July 10, 2006

Salazar Backs Gulf Coast Drilling To Avoid Colorado Exploitation

Or something to that effect:
Standing in front of a Denver gas station sign advertising $2.95 for a gallon of regular unleaded, U.S. Sen. Ken Salazar on Thursday threw his support behind legislation that would open federal lands off Florida's Gulf Coast to further oil and gas drilling.

Colorado should not shoulder the burden of domestic oil and gas production, Salazar said.
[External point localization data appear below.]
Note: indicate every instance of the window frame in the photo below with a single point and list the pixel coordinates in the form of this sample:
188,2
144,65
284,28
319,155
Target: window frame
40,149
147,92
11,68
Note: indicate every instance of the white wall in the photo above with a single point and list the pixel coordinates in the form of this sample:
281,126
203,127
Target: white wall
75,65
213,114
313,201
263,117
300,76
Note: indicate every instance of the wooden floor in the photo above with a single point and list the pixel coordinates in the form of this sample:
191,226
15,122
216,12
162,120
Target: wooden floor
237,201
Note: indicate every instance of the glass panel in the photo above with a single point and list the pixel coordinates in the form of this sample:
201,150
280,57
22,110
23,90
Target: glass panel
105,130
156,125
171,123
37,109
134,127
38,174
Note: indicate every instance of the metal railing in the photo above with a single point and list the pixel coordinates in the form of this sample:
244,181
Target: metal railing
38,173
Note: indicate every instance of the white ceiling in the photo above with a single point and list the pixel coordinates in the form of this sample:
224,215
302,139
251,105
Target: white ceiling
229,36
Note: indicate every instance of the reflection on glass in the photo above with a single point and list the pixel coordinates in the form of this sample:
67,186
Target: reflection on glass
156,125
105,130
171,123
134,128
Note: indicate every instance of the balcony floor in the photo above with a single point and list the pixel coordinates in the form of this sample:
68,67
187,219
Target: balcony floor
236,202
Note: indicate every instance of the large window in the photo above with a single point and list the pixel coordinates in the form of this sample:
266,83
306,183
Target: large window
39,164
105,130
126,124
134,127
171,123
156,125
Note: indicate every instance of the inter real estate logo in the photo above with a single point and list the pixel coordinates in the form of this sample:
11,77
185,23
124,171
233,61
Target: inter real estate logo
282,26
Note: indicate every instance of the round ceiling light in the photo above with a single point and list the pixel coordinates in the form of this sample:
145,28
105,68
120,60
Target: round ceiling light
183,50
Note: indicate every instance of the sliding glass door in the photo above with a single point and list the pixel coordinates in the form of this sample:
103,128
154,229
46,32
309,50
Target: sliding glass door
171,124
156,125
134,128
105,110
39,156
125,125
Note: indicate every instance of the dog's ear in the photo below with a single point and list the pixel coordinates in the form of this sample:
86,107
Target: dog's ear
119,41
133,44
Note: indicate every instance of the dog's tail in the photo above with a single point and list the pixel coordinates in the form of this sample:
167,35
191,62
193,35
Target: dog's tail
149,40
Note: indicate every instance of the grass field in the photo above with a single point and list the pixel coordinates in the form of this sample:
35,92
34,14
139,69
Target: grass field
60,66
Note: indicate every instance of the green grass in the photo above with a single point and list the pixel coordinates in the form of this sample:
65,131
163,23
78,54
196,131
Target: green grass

"The effect it will have on Colorado, it'll help us deal with this energy crisis that we find ourselves in," the Democrat said of the Gulf Coast drilling plan. "The $3 a gallon that we're seeing in gas stations around the state of Colorado is indicative of what's happened with (an) energy problem that's gotten out of control the last several years."

. . .

The offshore drilling bill, sponsored by Senate Energy Committee Chairman Pete Domenici, R-N.M., would open up about 3.6 million acres in Lease-Sale Area 181, a section of the Gulf of Mexico near Florida that holds an estimated 930 million barrels of oil and 6 trillion cubic feet of natural gas, according to recent estimates by the Minerals Management Service.

Proponents say the added production would ease rising energy prices. But Florida officials along with many environmental groups oppose the bill and are determined to block further oil drilling near the Sunshine State's coastline. The legislation is expected to be debated on the Senate floor later this month.

"We should always remind ourselves that Colorado should not be the sacrificed zone for the United States of America as we develop our oil and gas resources," Salazar said. "We have about 3.4 million acres of public lands in Colorado today subject to oil and gas leasing. We have almost 30,000 oil and gas wells that have been drilled and are in production across the state of Colorado. The state of Colorado is seeing very significant impacts."
Apparently, Salazar caught wind of the vast oil shale deposit that makes up a significant portion of Colorado's Western Slope:
There is no dispute that a thousand feet below the isolated ranch country here on Colorado's western slope lie almost unimaginable oil riches. It's locked in sedimentary rock - essentially immature oil that given a few million years under heat and pressure would produce pools of oil easy to extract.

The Energy Department and private industry estimate that a trillion barrels are here in Colorado - about the same amount as the entire world's known reserves of conventional oil. The entire Green River Formation might hold as much as 2 trillion barrels.

Pushed by the Bush administration and legislation from Congress last year, and spurred by oil prices above $70 a barrel, the energy industry is mobilizing to unlock the secret of oil shale. As it has before, oil shale holds out the hope of a USA no longer dependent on foreign oil.
The prospect of oil shale riches came around a few decades ago and ended badly--but this time around, the outlook appears better on paper, and perhaps this is why Salazar would prefer shifting domestic oil research to the Gulf Coast, rather than his (our) backyard.

Instead of playing NIMBY (not in my backyard), Salazar should encouragement gradual but deliberate exploration of both areas, as the market and private industry decide the best method/game plan for oil extraction. Neither area should be exploited with reckless abandon nor fenced off in permanent inutility. The promise, though, of strategic reserve capabilities and market leveraging supplies of oil in the event of a price spike should be impetus enough to provide the go ahead in either scenario.